Наряду с языком и текстом существовали и другие, менее общезначимые основания для семиотического теоретизирования. Одним из таких оснований метафорического осмысления культурного поведения оказывается театр – например, в концепции театрального деятеля Н.Н. Евреинова, пробовавшего свои силы в культурологическом теоретизировании и, позже, в теории выдающегося социолога Ирвина Гофмана, лишь оттолкнувшегося от метафоры театра применительно к социальному поведению и его интерпретации. Гофману принадлежит анализ основных типов метакоммуникативных сообщений, встроенных в интерпретацию реальности (Гофман 2003); в конечном счете, именно к этой логике восходят представления о том, что люди не только производят те или иные действия, а одновременно демонстрируют друг другу осмысленность этих действий – в том числе свое понимание данного места.
В публичном пространстве люди вроде бы не обязательно вместе. Эту особенность в свое время сформулировал Жан-Жак Руссо в своем письме Даламберу о театре: люди, собравшиеся в театральном зале, могут думать, что они вместе, но на самом деле они ограждены друг от друга. Они находятся в одном пространстве и, в принципе, могли бы общаться и что-то делать вместе, но это не значит, что они действительно вступают друг с другом в эксплицитное и осознанное взаимодействие. Фокус их внимания обращен к зрелищу на сцене, а не друг к другу.

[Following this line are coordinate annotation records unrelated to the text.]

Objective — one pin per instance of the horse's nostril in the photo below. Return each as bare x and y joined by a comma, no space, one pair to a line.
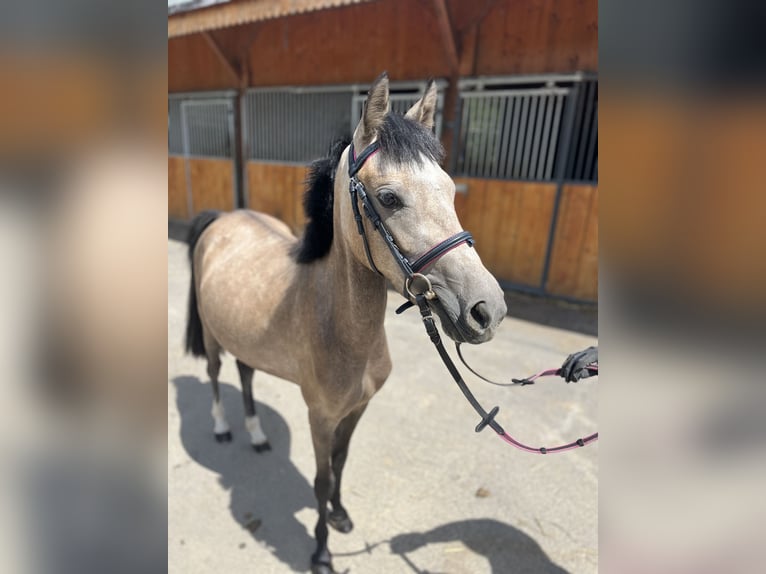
480,314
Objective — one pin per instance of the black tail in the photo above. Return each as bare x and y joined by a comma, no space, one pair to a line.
194,342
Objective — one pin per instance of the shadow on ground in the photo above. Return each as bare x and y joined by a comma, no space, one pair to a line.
507,549
266,490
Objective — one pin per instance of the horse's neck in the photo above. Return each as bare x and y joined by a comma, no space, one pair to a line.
358,296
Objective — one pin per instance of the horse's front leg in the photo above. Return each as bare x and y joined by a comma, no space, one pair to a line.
339,518
322,432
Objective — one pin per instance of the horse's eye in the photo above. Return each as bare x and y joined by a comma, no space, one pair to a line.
388,199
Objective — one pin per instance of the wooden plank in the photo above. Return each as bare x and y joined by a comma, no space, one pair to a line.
401,36
447,34
397,35
492,223
545,36
510,222
574,259
212,184
222,58
193,66
178,205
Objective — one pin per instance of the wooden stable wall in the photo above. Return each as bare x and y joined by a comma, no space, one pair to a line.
574,260
210,183
353,44
511,220
277,189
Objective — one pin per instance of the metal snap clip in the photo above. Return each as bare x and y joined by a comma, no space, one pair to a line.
419,284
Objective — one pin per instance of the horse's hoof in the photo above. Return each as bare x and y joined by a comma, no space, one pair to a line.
322,564
223,436
340,521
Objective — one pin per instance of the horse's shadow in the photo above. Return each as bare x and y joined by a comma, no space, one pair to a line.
508,549
265,490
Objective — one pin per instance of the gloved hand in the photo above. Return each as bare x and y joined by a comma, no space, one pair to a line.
576,365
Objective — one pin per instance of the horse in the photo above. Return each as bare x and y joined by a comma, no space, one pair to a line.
310,310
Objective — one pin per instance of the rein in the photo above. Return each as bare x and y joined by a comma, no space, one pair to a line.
418,286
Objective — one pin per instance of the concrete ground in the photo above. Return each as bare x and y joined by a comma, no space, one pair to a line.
425,492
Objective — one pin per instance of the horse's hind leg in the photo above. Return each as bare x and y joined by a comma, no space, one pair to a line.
220,425
338,517
252,422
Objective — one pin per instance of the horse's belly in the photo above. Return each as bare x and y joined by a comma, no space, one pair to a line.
246,285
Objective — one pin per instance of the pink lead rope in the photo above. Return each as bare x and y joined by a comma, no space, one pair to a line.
580,442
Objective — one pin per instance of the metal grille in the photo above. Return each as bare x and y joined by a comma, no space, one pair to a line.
402,97
201,127
298,124
582,164
294,125
513,128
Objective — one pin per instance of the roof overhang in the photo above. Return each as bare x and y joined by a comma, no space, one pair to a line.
236,13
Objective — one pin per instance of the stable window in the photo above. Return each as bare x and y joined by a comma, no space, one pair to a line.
298,124
535,128
201,125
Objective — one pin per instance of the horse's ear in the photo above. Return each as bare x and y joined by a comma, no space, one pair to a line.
424,110
375,110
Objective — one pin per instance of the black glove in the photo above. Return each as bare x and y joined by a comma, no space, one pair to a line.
576,365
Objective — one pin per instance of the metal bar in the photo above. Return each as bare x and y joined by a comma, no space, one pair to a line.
359,89
549,104
587,122
480,81
529,92
537,139
578,102
202,95
554,138
483,135
512,137
244,149
529,140
560,175
505,136
519,152
187,169
497,124
590,173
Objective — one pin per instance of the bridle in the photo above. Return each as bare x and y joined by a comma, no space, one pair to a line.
419,288
411,271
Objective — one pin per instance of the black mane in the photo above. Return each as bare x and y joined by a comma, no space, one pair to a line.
317,205
401,140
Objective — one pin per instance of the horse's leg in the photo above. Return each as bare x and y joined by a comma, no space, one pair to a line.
338,517
220,425
252,423
322,432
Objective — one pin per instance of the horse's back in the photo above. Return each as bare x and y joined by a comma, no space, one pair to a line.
244,271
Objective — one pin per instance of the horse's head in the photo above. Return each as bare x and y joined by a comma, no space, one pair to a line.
415,199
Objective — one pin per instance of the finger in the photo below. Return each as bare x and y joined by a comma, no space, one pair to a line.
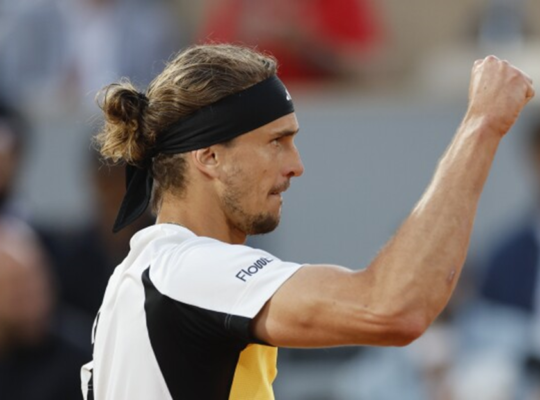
530,93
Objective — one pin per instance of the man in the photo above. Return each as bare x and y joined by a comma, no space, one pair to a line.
192,313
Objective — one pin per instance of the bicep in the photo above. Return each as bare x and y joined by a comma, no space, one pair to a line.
322,305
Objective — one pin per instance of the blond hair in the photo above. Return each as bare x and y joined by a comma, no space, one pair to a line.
195,78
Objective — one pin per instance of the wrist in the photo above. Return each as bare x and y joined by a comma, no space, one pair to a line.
483,126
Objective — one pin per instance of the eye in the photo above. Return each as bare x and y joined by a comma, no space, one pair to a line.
276,142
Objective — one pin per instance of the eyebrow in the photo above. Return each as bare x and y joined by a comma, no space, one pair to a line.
285,133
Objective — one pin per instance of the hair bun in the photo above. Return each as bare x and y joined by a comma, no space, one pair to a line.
124,137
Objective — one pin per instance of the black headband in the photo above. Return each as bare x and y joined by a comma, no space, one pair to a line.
217,123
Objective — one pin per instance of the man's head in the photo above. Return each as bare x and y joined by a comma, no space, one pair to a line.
249,174
136,124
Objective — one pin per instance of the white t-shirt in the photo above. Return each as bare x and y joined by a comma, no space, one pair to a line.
175,321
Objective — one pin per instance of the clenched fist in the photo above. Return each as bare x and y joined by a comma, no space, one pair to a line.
498,92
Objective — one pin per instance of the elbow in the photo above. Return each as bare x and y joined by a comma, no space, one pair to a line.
406,330
401,330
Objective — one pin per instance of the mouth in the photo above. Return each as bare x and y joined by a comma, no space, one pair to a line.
280,189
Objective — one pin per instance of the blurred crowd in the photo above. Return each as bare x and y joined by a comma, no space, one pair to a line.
55,55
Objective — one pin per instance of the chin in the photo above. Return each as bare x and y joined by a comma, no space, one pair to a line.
263,223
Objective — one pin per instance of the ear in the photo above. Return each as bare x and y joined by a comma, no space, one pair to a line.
206,161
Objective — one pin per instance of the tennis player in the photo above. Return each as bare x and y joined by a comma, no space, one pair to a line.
193,313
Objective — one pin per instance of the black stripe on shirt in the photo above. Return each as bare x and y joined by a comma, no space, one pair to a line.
196,349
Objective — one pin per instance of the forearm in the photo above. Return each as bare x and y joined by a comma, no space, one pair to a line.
418,269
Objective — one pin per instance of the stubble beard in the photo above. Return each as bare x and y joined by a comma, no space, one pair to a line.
250,224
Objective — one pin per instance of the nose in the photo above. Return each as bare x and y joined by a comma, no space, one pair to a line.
295,167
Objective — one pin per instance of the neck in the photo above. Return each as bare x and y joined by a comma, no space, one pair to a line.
202,217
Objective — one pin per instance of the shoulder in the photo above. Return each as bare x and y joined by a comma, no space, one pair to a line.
207,273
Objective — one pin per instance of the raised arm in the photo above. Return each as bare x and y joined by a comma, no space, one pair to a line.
396,298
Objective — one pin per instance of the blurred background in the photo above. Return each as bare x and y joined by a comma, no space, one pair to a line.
380,88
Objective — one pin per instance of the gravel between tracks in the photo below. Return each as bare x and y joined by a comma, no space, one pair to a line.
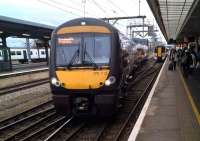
20,101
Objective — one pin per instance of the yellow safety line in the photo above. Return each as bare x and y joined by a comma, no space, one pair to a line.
194,108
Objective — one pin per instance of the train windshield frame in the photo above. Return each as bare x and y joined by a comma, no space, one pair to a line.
85,49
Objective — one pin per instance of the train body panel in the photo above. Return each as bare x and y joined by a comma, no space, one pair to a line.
1,55
90,62
21,54
160,53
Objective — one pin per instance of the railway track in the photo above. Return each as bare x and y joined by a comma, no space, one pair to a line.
116,128
22,86
46,125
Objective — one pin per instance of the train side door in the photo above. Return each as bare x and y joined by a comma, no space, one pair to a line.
25,55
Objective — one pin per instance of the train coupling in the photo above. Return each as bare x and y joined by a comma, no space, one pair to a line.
81,104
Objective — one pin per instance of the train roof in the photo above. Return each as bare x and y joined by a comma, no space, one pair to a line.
87,21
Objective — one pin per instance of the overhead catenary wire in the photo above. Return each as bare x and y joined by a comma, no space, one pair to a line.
59,8
99,6
77,9
111,2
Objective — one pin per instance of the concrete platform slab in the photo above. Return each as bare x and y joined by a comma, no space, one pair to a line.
170,116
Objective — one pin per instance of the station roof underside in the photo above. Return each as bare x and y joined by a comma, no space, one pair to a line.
177,18
20,28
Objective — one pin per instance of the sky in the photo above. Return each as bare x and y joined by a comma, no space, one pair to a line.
56,12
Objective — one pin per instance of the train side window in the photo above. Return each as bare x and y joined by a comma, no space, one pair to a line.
13,53
19,53
42,52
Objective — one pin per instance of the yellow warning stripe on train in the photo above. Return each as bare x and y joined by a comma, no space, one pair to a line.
82,78
194,107
79,29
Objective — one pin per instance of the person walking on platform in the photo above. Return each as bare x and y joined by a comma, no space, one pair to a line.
186,62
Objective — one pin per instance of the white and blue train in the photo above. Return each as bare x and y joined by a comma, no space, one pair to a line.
21,54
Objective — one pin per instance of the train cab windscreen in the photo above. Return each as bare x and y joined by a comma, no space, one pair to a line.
83,49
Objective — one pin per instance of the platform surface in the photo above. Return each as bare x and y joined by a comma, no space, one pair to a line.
170,116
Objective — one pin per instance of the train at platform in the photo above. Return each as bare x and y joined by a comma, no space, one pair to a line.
90,64
21,55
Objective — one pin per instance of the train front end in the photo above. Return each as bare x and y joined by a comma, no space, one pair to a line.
83,68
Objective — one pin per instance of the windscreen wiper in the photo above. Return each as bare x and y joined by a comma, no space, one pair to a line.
90,58
71,62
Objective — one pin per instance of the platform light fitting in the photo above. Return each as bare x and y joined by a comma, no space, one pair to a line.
83,23
46,37
24,34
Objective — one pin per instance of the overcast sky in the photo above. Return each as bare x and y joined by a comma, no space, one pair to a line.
56,12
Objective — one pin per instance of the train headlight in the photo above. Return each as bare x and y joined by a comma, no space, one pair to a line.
111,80
55,82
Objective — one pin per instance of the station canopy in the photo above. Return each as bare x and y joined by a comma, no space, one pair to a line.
171,15
21,28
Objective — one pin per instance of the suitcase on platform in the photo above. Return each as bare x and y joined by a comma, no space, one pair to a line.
170,67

Между тем, находясь в одном пространстве, невозможно не коммуницировать, даже если ты и не собираешься никому ничего сообщить своим присутствием, внешним видом и поведением. По Гоффману, характерное для публичных мест в западной культуре «вежливое невнимание» предполагает, что незнакомые люди, если только они не стремятся вступить в контакт, ведут себя так, как принято незнакомым людям: встретившись глазами, отводят взгляд и стремятся избегать смущения, вызываемого случайным вторжением в приватность ближнего. Другое дело, что у разных мест даже в рамках одной культуры нормальными оказываются разные уровни этого невнимания. Так, Джейн Джекобс, описывая пространство улицы «хорошего» жилого квартала, отмечает как значимую его черту то обстоятельство, что поведение детей на улице всегда оказывается под присмотром соседей, которые сделают подростку замечание и, возможно, удержат его от опрометчивого поступка (Джекобс 2011: 94–95).